Buya Husein pernah menuliskan bahwa prof. Dr. najib Burhani pernah mengatakan, “Menemani minoritas adalah menemani mereka yang hatinya luka”. Menurut Buya Husein, minoritas itu bukan hanya bermakna sedikit dalam jumlah tetapi juga bermakna mereka yang tersubordinasi, terdiskriminasi, termarjinalisasi atau tak dianggap ada.
Saya setuju bahwa monoritas bukan hanya tentang jumlah, tapi mereka yang hidup dan diperlakukan penuh ketidakadilan baik oleh sistem ataupun lingkungan sosial. Saya hidup bersama tetangga yang kadang setiap harinya tidak memiliki bahan atau uang untuk memenuhi kebutuhan pokok keluarga. Saya hidup berdampingan dengan anak-anak yang orangtuanya harus meminjam uang untuk uang saku atau membeli buku
Saya hidup bersama tetangga yang harus saling meminjamkan uang untuk modal warung dan saling memberi jika memiliki rejeki lebih. Saya bertetangga dengan yang memiliki anak-anak yang mengalami gangguan psikologis dan disabilitas. Saya berinteraksi dengan tetangga dengan berbagai macam pekerjaan, dengan status kepala rumah tangga berada pada laki-laki dan juga perempuan.

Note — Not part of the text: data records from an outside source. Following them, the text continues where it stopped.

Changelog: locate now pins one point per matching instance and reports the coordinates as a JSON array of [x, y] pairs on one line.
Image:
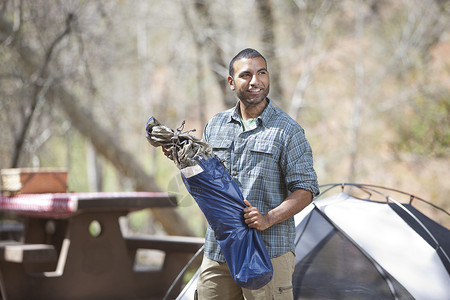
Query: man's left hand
[[254, 218]]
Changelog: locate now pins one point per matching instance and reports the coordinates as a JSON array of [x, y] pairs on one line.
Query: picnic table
[[59, 258]]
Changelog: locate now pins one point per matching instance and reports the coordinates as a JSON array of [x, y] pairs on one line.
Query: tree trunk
[[269, 48], [104, 141]]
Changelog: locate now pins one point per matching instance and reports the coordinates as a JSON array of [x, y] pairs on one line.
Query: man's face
[[251, 80]]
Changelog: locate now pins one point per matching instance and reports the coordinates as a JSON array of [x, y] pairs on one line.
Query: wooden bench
[[16, 252], [183, 244]]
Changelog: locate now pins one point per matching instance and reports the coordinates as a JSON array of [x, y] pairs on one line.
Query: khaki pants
[[215, 281]]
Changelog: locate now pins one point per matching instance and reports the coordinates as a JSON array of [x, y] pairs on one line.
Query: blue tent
[[221, 201]]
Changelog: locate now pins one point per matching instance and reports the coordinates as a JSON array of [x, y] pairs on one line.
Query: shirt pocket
[[263, 158], [222, 148]]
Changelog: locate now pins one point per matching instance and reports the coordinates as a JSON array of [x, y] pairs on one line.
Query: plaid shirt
[[267, 163]]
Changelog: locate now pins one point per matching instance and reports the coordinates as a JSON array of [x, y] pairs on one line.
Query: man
[[268, 156]]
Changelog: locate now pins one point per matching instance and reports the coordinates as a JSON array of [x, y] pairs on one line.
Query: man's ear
[[231, 83]]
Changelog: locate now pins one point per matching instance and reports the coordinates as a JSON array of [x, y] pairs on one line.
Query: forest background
[[368, 81]]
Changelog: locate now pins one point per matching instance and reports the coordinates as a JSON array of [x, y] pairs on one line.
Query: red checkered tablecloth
[[62, 205]]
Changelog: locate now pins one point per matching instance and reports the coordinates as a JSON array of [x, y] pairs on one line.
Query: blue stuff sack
[[222, 203]]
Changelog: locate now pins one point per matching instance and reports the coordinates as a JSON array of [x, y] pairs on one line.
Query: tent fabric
[[351, 248], [220, 200], [440, 233], [396, 250]]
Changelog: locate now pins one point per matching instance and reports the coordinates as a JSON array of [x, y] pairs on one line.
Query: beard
[[250, 99]]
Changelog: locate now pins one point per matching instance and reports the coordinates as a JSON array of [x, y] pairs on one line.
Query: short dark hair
[[246, 53]]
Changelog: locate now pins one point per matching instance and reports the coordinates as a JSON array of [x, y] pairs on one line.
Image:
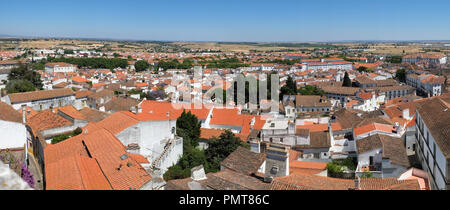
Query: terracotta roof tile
[[40, 95]]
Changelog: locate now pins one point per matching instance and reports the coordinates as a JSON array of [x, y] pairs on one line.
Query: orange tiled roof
[[71, 112], [114, 123], [320, 127], [372, 127], [47, 120], [207, 133]]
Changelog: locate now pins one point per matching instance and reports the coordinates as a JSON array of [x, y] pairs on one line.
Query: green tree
[[19, 86], [141, 65], [220, 148], [289, 89], [362, 69], [24, 72], [347, 81]]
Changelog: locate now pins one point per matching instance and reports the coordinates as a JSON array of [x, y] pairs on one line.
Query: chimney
[[405, 114], [255, 146], [198, 173], [24, 114], [357, 183]]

Saya bertetangga dan berteman dengan keragaman etnis, budaya, agama dan tingkat pendidikan. Tanpa toleransi dan keharmonisan, saya pikir kita akan susah menjaga perdamaian sekalipun di lingkungan terkecil yaitu keluarga.
Tugas manusia di Bumi adalah untuk memberikan kemaslahatan seluas-luasnya. Itu berarti setiap orang mengambil peran yang signifikan untuk kedamaian bersama. Selamat mengambil dan memaksimalkan peran untuk keadilan dan kesejahteraan sosial.